You can check which MPI version and installation you are using by querying the version of the MPI executable:

In [3]:
!mpiexec --version

HYDRA build details:
    Version:                                 4.0
    Release Date:                            Fri Jan 21 10:42:29 CST 2022
    CC:                              gcc -Wdate-time -D_FORTIFY_SOURCE=2 -g -O2 -ffile-prefix-map=/build/mpich-0xgrG5/mpich-4.0=. -flto=auto -ffat-lto-objects -flto=auto -ffat-lto-objects -fstack-protector-strong -Wformat -Werror=format-security  -Wl,-Bsymbolic-functions -flto=auto -ffat-lto-objects -flto=auto -Wl,-z,relro 
    Configure options:                       '--with-hwloc-prefix=/usr' '--with-device=ch4:ofi' 'FFLAGS=-O2 -ffile-prefix-map=/build/mpich-0xgrG5/mpich-4.0=. -flto=auto -ffat-lto-objects -flto=auto -ffat-lto-objects -fstack-protector-strong -fallow-invalid-boz -fallow-argument-mismatch' '--prefix=/usr' 'CFLAGS=-g -O2 -ffile-prefix-map=/build/mpich-0xgrG5/mpich-4.0=. -flto=auto -ffat-lto-objects -flto=auto -ffat-lto-objects -fstack-protector-strong -Wformat -Werror=format-security' 'LDFLAGS=-Wl,-Bsymbolic-functions -flto=auto

## Practical 2 - Distributed memory and process management

Remember the rules of the MPI club: each process reads and executes the same code and will store a full independent copy of each variable:

In [4]:
%%writefile temp.py
import numpy as np
from mpi4py import MPI

# Useful to always include this in your code
comm = MPI.COMM_WORLD
rank = comm.Get_rank()
size = comm.Get_size()

a = np.arange(1000)
b = np.linalg.norm(a)

print("Rank: %d.

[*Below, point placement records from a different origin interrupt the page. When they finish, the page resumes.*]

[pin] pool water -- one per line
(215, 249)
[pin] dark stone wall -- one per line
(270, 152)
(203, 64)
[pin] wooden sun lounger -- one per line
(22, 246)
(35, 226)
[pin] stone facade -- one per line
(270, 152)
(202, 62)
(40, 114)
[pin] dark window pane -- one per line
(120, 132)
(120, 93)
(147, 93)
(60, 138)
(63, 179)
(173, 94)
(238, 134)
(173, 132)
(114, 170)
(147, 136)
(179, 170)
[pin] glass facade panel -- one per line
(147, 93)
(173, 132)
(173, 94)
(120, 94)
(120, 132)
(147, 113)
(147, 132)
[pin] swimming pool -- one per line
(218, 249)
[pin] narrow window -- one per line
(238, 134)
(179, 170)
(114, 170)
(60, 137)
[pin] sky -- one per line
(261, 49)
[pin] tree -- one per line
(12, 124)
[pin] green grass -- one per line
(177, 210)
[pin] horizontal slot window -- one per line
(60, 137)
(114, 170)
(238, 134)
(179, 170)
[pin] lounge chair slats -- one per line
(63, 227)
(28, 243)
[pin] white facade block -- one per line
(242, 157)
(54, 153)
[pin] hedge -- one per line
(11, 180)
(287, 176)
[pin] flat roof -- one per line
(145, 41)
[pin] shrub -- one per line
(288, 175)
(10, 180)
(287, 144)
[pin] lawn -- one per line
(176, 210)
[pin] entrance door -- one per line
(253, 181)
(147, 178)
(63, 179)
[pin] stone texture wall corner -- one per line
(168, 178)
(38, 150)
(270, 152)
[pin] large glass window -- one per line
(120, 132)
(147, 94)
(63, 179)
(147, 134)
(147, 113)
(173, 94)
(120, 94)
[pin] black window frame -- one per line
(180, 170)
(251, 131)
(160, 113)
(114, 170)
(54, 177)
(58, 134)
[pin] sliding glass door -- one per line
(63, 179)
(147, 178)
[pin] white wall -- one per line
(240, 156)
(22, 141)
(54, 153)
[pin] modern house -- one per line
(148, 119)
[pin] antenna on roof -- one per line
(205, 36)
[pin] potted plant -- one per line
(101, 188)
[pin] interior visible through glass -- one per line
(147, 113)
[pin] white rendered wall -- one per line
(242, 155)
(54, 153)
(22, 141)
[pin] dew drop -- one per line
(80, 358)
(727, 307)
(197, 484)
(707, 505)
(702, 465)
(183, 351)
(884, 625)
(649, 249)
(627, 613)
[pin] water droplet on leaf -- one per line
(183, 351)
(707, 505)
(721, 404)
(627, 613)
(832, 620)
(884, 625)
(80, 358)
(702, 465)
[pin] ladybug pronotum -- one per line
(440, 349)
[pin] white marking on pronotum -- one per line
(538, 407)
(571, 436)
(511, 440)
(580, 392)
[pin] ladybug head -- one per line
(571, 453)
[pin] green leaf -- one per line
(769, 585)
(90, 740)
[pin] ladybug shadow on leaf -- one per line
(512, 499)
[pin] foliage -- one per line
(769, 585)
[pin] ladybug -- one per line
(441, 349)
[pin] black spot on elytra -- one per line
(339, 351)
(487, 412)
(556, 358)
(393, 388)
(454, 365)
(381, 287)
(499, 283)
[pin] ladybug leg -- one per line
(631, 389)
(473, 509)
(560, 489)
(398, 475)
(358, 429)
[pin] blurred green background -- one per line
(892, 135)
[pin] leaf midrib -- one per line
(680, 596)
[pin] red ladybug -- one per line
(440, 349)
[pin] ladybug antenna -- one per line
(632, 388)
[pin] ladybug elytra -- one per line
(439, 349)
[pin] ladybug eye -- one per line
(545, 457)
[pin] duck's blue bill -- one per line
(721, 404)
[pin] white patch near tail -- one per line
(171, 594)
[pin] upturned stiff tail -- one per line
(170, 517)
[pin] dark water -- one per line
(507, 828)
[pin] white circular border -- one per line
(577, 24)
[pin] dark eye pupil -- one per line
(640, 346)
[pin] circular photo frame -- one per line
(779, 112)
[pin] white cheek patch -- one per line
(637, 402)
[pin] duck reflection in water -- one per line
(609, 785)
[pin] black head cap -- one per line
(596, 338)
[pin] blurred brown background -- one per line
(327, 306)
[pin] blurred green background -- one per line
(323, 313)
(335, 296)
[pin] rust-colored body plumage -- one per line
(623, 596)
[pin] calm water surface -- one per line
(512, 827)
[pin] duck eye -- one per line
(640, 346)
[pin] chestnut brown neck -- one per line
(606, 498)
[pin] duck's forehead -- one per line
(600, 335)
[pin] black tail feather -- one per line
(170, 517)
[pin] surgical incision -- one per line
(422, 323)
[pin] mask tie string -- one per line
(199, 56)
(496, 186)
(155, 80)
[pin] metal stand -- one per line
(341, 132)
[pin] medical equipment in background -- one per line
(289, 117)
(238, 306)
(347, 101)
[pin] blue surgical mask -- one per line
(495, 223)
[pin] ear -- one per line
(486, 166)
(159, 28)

I hold a copy of a of size %d and of norm %.3f" % (rank,a.size, b), flush=True)

Overwriting temp.py


In [5]:
!mpiexec -n 4 python3 temp.py

Rank: 0. I hold a copy of a of size 1000 and of norm 18243.725
Rank: 3. I hold a copy of a of size 1000 and of norm 18243.725
Rank: 1. I hold a copy of a of size 1000 and of norm 18243.725
Rank: 2. I hold a copy of a of size 1000 and of norm 18243.725


As you can see, each process will have its own copy and all copies will be the same!

**WARNING!** It is important to keep this in mind: If you create or load a very large array and you load it on many processes you may make the computer run out of memory!!!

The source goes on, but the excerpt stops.